Rep. Jared Huffman and environmentalists are concerned that a House subcommittee hearing Wednesday on Capitol Hill marks the beginning of a Republican assault on a national marine sanctuary system that protects 350 miles of California’s coast from offshore oil development and pumps millions of dollars into local economies, including Sonoma County.
The House Subcommittee on Water, Power and Oceans hearing is likely a precursor to legislation that would gut federal laws that foster protection of natural resources and habitats nationwide in a system encompassing more than 600,000 square miles of ocean and Great Lakes waters, said Huffman, D-San Rafael, the subcommittee’s ranking minority member.
“They don’t like anything that limits development or energy extraction,” Huffman said, regarding the intent of Republicans who control Congress. “There’s a huge exuberance right now on the Republican side to pass legislation,” he said. “Right now they are firing live ammunition.”
Rep. Doug Lamborn, a Colorado Republican who chairs the subcommittee, said the hearing will focus on “the real life impacts” of marine monuments and sanctuaries on communities that depend on their natural resources.
“The federal government simply does not know better than the people on land, on the docks or in the water,” Lamborn said in an email. “Our agencies need to work with local officials, industry and all stakeholders as they are the ones that will directly benefit from, or bear the burden of these closed areas.”

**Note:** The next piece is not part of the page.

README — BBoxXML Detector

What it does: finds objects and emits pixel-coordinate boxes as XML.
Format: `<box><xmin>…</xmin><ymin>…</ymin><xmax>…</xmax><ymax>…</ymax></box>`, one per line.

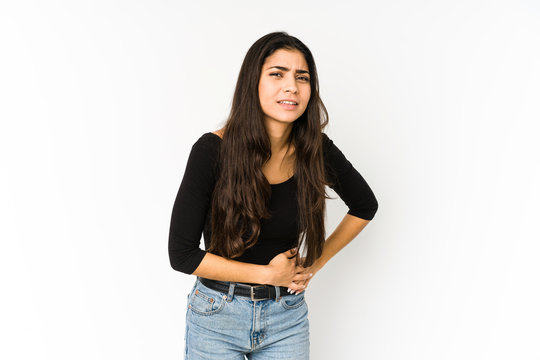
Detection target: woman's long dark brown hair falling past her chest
<box><xmin>208</xmin><ymin>32</ymin><xmax>328</xmax><ymax>267</ymax></box>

The 19-member subcommittee includes 11 Republicans and eight Democrats and overall eight members are from California (three Republicans and five Democrats).
Huffman, a former environmental attorney, said there is nothing to prevent Congress and President Trump from removing properties from the list of sanctuaries or marine monuments.
Two protected zones — the Greater Farallones and Cordell Bank national marine sanctuaries — were more than doubled in 2015 and now cover nearly 4,600 square miles from just outside the mouth of San Francisco Bay to Point Arena in Mendocino County.
A government report last year said visitors to the Greater Farallones sanctuary in 2011 spent $86 million, boosting local businesses and generating more than 1,000 jobs.
A third sanctuary extends south to Cambria in San Luis Obispo County, and another sanctuary surrounds the Channel Islands.
In 2014, Point Arena held a community celebration over the addition of a 1,665-acre shoreline tract to the 1,100-mile California Coastal National Monument, culminating a 2 1/2-year grassroots campaign to protect the lands.
The subcommittee hearing’s title — “Examining the Creation and Management of Marine Monuments and Sanctuaries” — seems innocuous, Huffman said, but “the agenda behind it is a little more direct.”
Republicans have long had their eye on the Antiquities Act of 1906, signed by President Theodore Roosevelt, granting the president broad powers to create national monuments on federal lands, Huffman said.
“But they are walking into a political buzzsaw with this issue,” Huffman said. “There is a broad national constituency for these protections.”
Richard Charter of Bodega Bay, an offshore oil drilling opponent since the 1970s, shares Huffman’s concern over the significance of Wednesday’s hearing.
Protections for the ocean are “now under attack like we’ve never seen before,” he said. “We’re not taking this lightly. This is getting very close to the heart of the North Coast.”